For as important as being happy is, and I wouldn’t want for a moment to say it’s not, being happy is something that only appertains to this life. Being blessed, however, is something that lasts through this life, and into eternity. Blessedness is that living close to God that we claim is our fundamental aim in this life and in the next.
The reason the Beatitudes are set as the Gospel for today’s feast of All the Saints is that being a saint is about being blessed. It’s about living in such a way that you’re close to God.
That’s the thing that links the lives of all the saints. In different places and times, and in different ways, they lived close to God – by being great teachers, or by helping the poor, by witnessing to Christ in their death, or by consecrating their lives to prayer, by taking the gospel to places it was not known, or by arguing for the truth, by leading the church, or by renewing it with zeal.

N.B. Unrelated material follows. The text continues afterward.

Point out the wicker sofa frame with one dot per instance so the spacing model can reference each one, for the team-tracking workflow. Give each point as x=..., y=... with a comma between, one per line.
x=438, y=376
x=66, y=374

Whatever it was God called each saint to do, it was the way he had chosen for them to live close to him. And in living close to God they found true blessedness, true fulfilment, true joy, true peace, even though the way may have been difficult and may have involved sacrificing earthly happiness.
So how can we find true blessedness?
The important thing to remember is that we receive all the graces we need to be a saint in baptism. It is in baptism that we receive the virtues of Faith, Hope, and Love. Baptism puts us into right relationship with God, and takes our sins away.
All the way through life, it is our task and challenge as Christians to live in such a way that those graces can come to fruit within us. Through repentance, sacrifice, and loving our neighbour, we learn to be blessed as God lives more and more in us. There will be moments when that feels like something we might describe as happiness. But more and more, it will go beyond a mere feeling, to a deep sense of fulfilment, and joy, the sense we are in the right place for the right reason, serving the right master.
There will be times of great darkness and pain and sorrow, but somehow that won’t make that sense of being blessed evaporate in quite the same way that happiness does. And as our life comes to its end, if we have learned to seek blessedness, we will discover it more and more starts to point beyond this life and this existence to a place where being blessed is even more easy, and even more natural – the place where true peace is to be found in God’s presence in heaven.